Для выявления локальных участков предрасположенных к аккумуляции загрязняющих веществ необходимо использовать сочетание кривизн. Неплохие результирующие возможности показывает сумма горизонтальной и вертикальной кривизн (классификация Треха). Естественно, простое сопоставление карт не дает возможности прямого выделения подобных зон. Вначале проводится кластерный анализ по каждому параметру, чтобы сгруппировать значения в кластеры. Далее проводится операция генерализации с целью объединения прерывистых и раздробленных контуров кластеров. Генерализация, несомненно, приводит к потере данных, но для больших территорий это является скорее плюсом, поскольку позволяет сформировать определенное представление о масштабах развития процессов.
Выводы
Интенсивное хозяйственное освоение территорий часто приводит к активизации природных процессов или развитию новых опасных явлений, которые ранее здесь отсутствовали. Осуществление всех видов деятельности, обеспечивающих недропользование в северных регионах РФ, включая геологоразведочные, проектно-изыскательские, строительные, эксплуатационные работы, сталкивается с серьезными трудностями в плане почти полного отсутствия актуальной, точной геопространственной информации об опасных процессах и явлениях.

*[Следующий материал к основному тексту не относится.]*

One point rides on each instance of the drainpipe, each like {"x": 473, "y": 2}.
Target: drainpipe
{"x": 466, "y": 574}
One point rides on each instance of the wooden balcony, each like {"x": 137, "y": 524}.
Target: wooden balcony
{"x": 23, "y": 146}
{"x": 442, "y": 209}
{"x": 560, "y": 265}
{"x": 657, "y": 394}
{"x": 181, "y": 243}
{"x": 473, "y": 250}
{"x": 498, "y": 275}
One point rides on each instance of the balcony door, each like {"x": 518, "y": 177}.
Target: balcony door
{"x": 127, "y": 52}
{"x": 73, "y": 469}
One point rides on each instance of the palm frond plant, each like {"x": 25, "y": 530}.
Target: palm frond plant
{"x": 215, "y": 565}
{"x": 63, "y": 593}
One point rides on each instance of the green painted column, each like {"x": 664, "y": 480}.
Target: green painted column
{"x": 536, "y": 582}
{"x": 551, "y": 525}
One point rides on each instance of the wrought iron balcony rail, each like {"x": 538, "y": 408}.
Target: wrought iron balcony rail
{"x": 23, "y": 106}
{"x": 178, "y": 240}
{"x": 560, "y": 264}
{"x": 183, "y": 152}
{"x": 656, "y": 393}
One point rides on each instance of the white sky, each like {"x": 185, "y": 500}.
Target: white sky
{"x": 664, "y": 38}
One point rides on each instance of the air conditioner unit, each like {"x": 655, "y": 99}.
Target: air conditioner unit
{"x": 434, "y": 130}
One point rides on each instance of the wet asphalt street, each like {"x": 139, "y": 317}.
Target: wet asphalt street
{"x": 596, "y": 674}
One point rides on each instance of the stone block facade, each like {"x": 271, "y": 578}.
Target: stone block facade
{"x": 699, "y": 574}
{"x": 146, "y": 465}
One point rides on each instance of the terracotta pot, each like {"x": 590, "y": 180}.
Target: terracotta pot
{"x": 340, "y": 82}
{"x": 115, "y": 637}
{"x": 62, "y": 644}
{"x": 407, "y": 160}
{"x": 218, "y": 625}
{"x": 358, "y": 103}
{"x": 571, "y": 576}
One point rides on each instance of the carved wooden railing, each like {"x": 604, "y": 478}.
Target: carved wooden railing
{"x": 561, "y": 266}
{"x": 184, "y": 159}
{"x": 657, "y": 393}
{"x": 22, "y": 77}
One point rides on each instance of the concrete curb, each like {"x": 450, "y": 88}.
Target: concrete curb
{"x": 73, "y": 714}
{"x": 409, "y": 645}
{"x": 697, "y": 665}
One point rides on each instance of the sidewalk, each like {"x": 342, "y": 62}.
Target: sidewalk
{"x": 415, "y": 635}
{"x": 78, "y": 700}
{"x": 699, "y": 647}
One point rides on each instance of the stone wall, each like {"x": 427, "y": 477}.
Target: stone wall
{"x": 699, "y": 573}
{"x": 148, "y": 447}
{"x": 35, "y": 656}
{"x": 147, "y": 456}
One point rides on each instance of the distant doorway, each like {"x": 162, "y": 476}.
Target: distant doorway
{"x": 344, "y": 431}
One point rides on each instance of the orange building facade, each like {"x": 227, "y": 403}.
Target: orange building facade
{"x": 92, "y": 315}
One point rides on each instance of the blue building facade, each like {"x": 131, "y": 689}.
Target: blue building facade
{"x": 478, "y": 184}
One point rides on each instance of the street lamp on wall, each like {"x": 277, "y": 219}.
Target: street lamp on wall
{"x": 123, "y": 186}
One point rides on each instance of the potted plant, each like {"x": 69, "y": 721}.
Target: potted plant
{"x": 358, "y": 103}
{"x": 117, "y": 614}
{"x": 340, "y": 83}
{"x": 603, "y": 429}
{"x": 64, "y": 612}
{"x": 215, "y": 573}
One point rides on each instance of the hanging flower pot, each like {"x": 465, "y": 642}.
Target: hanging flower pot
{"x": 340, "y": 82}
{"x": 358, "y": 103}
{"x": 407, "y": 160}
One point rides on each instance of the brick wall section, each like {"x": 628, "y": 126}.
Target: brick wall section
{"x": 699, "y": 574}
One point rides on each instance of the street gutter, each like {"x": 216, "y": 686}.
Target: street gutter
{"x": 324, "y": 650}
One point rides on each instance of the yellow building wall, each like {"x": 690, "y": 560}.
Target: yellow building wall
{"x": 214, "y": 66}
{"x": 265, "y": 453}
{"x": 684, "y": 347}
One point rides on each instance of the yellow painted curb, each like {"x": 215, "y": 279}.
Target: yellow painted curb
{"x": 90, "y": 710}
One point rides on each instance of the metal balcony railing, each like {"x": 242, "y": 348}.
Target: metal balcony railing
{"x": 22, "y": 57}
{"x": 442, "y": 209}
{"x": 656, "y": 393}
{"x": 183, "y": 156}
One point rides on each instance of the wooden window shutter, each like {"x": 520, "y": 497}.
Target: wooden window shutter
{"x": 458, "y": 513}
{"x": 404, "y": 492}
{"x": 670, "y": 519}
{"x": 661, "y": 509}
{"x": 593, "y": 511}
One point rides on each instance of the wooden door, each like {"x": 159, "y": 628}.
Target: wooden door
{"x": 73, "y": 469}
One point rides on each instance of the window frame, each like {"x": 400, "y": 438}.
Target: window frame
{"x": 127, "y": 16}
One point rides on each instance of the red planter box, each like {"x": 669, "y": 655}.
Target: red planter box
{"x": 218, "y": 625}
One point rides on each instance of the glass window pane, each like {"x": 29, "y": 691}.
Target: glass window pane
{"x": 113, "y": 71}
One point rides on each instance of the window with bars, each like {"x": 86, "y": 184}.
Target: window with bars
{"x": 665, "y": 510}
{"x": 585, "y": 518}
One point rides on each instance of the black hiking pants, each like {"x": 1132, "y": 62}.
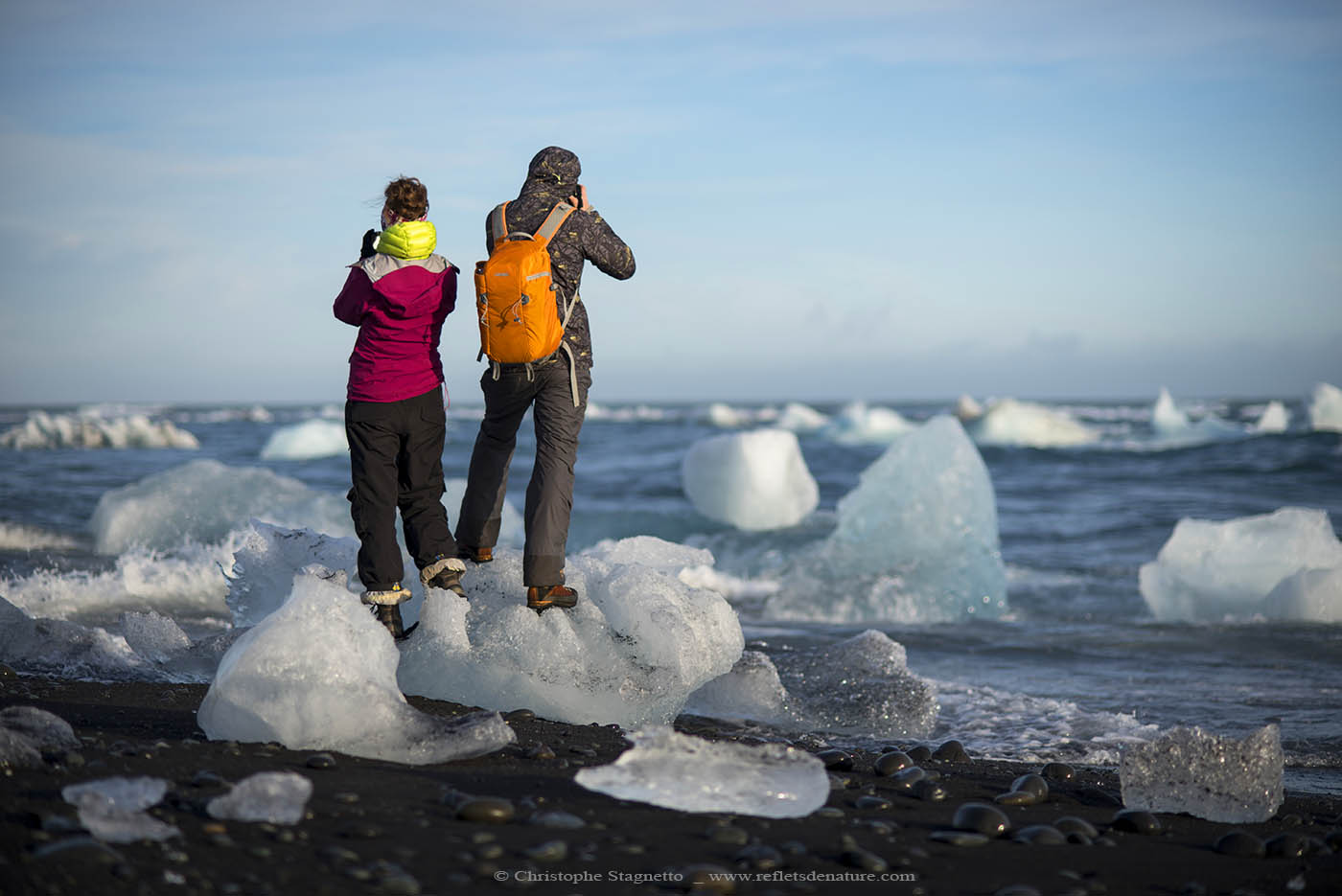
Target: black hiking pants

Геоморфометрические параметры рельефа могут выступать в качестве источника для прогнозирования целого ряда экзогенных процессов (эрозионных, деструктивных, аккумулятивных и пр.), позволяют оценивать вероятность и интенсивность их развития. Получение такой информации крайне необходимо для обеспечения промышленной и экологической безопасности в процессе освоения и эксплуатации месторождений, развития инфраструктуры, строительстве дорог и пр. видов хозяйственной деятельности человека.
Таким образом, геоморфометрический подход является неотъемлемой частью геоэкологических исследований в силу своей доступности, объективности, способности охвата больших территорий единовременно.
Исследования проведены в ходе выполнения государственного задания ФГБУН ФИЦКИА РАН № гос. регистрации АААА-А18-118012390305-7.